Skip to content

Joint embedding predictive architectures (JEPA) and world modeling

This is lesson 7 of Track 24, the opener of Phase 4 (Advanced multimodal directions). By the end you will be able to contrast generative pretraining (the dominant training paradigm in Phases 2 and 3) with JEPA’s embedding-space alternative, walk through the I-JEPA and V-JEPA recipes, and connect the framework to world modeling. The one capability to walk away with: given a training setup, identify whether the loss compares predicted-to-actual raw outputs or predicted-to-actual representations, and predict which kind of capability the model is biased toward.

The lesson maps to Hazel Nam and Lucas Maes’s CS25 V6 guest lecture (April 9, 2026); full attribution is in this lesson’s references.

This opens Phase 4 by surfacing the most articulated alternative to generative pretraining in modern multimodal AI. Phases 2 and 3 all leaned on generative pretraining (predict next token, predict next denoising step, predict next spacetime patch); this lesson asks what changes if the prediction is moved into embedding space. The world-modeling extension sets up the rest of Phase 4: lesson 8 takes a specific multimodal-world-model application (drug discovery) into scientific territory; lesson 9 covers multimodal agents in production; lesson 10 closes the track with synthesis.

Prerequisite: Lesson 3, Native multimodal intelligence. You need the generative-pretraining paradigm established there (one transformer, mixed-modality tokens, next-token prediction across the stream) because this lesson is the principled contrast to it. The diffusion-side generative work from lessons 5 and 6 also helps but is not strictly required; the contrast point is generative-pretraining-as-a-family.
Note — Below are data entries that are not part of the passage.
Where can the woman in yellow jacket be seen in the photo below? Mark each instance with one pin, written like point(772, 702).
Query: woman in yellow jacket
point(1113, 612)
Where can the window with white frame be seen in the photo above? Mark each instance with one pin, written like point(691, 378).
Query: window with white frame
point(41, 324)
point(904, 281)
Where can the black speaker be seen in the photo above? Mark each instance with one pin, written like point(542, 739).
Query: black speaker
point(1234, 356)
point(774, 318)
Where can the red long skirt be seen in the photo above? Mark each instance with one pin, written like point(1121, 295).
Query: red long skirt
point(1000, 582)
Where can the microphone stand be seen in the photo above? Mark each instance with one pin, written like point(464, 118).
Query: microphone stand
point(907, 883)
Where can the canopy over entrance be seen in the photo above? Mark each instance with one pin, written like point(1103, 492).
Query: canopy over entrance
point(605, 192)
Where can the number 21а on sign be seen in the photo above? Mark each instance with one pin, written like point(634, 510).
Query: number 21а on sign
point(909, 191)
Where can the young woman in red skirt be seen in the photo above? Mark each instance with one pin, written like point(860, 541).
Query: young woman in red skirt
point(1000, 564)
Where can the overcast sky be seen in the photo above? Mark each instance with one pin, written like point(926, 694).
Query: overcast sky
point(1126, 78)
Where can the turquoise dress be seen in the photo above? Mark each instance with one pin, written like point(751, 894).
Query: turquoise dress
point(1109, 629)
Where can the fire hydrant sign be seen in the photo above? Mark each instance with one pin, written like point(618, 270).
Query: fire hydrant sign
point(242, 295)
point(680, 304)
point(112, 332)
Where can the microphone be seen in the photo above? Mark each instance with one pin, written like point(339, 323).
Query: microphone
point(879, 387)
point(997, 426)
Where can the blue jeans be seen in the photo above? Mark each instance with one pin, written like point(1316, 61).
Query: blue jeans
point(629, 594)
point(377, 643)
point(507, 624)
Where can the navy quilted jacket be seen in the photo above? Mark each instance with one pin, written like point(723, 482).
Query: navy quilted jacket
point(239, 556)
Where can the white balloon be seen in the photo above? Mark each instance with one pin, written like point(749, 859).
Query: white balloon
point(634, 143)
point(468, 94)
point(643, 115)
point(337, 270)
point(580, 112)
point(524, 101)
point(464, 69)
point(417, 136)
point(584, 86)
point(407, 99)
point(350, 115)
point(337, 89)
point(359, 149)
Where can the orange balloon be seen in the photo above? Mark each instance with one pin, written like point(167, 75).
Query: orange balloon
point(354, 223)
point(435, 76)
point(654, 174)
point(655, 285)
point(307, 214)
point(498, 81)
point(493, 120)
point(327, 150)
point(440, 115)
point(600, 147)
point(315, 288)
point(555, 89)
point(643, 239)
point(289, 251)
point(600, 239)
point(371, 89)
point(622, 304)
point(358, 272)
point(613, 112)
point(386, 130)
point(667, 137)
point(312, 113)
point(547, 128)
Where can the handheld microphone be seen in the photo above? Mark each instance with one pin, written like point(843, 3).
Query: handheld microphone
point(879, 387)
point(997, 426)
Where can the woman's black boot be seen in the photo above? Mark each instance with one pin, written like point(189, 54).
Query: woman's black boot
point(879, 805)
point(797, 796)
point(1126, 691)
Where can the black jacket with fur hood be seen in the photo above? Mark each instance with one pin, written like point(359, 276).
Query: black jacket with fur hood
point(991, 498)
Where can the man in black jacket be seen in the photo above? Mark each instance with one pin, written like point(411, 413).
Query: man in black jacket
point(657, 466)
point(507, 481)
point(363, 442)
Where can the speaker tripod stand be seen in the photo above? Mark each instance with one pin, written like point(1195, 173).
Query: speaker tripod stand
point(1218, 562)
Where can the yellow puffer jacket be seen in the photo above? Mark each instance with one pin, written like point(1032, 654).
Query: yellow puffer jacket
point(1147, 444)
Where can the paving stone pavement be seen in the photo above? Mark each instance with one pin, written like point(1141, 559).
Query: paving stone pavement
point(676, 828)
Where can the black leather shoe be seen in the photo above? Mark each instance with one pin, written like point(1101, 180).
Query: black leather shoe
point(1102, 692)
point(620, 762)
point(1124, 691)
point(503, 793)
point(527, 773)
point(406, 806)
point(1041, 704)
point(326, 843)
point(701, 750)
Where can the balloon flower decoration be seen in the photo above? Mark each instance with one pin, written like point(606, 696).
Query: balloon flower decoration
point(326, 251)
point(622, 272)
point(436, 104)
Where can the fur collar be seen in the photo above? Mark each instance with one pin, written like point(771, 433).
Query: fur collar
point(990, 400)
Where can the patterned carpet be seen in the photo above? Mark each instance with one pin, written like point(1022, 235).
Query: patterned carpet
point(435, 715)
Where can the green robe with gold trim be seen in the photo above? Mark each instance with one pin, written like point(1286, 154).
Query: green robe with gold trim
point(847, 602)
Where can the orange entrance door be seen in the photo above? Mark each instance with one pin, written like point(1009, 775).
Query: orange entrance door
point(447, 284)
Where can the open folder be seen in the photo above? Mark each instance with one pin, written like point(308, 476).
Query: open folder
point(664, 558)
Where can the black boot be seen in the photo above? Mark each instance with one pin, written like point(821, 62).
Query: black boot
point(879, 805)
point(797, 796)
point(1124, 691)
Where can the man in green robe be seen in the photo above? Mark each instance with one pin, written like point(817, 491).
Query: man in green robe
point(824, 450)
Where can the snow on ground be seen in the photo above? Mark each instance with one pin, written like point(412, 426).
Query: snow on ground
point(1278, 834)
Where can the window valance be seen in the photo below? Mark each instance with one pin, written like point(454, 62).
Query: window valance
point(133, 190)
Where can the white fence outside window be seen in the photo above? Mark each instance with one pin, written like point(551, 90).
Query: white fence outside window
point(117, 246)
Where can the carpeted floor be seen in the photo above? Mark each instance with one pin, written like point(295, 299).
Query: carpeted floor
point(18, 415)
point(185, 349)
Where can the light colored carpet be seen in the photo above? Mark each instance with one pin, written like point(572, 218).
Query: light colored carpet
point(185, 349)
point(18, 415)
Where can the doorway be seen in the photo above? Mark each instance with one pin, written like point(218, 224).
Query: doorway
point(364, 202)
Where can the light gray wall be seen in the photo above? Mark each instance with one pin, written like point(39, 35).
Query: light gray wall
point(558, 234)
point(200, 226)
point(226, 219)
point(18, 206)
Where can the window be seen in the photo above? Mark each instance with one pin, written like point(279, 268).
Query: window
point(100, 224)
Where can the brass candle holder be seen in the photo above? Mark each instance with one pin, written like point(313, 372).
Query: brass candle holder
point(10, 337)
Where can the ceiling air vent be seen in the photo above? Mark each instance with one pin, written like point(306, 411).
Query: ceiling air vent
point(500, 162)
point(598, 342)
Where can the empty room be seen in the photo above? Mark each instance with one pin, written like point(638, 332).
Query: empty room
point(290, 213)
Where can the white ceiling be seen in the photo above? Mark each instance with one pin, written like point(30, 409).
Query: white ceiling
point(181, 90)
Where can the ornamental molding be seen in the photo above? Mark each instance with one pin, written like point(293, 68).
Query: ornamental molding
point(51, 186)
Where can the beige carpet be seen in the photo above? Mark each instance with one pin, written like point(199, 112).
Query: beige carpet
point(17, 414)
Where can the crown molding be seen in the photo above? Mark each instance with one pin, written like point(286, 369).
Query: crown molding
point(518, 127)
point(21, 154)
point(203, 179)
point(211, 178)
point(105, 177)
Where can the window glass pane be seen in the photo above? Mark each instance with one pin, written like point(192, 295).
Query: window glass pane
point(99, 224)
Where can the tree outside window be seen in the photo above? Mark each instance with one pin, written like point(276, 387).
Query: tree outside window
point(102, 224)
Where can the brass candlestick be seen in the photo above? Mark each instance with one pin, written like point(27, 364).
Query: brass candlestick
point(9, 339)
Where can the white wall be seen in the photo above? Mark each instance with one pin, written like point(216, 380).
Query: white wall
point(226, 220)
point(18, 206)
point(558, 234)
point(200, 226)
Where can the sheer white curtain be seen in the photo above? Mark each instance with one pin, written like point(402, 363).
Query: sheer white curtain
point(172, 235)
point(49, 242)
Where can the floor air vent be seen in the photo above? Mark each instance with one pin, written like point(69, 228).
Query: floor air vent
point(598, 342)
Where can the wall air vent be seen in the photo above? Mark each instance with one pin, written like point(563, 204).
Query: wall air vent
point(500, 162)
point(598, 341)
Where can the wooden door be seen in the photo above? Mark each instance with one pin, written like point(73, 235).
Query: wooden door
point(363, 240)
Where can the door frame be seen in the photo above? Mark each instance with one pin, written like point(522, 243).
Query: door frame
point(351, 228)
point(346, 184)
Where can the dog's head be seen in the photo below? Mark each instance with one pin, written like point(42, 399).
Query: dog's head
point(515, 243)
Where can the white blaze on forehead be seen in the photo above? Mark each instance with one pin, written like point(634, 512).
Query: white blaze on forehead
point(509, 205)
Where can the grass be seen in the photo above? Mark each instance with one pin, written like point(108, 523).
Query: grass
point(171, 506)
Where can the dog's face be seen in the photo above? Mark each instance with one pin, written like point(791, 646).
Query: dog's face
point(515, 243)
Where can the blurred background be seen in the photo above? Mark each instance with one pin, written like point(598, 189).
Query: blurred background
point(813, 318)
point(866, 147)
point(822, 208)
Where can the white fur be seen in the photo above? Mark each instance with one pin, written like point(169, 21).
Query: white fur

  • State the surface-reproduction-tax objection to generative pretraining
  • Walk the JEPA training loop (mask, encode context and target, predict in embedding space)
  • Distinguish I-JEPA from V-JEPA
  • Explain the JEPA-style world-modeling connection
  • Apply the operational scope test to JEPA + world-modeling claims
  • Read time: about 13 minutes
  • Practice time: about 15 minutes (a generative-or-JEPA classification, an operational scope-test exercise, and flashcards)
  • Difficulty: standard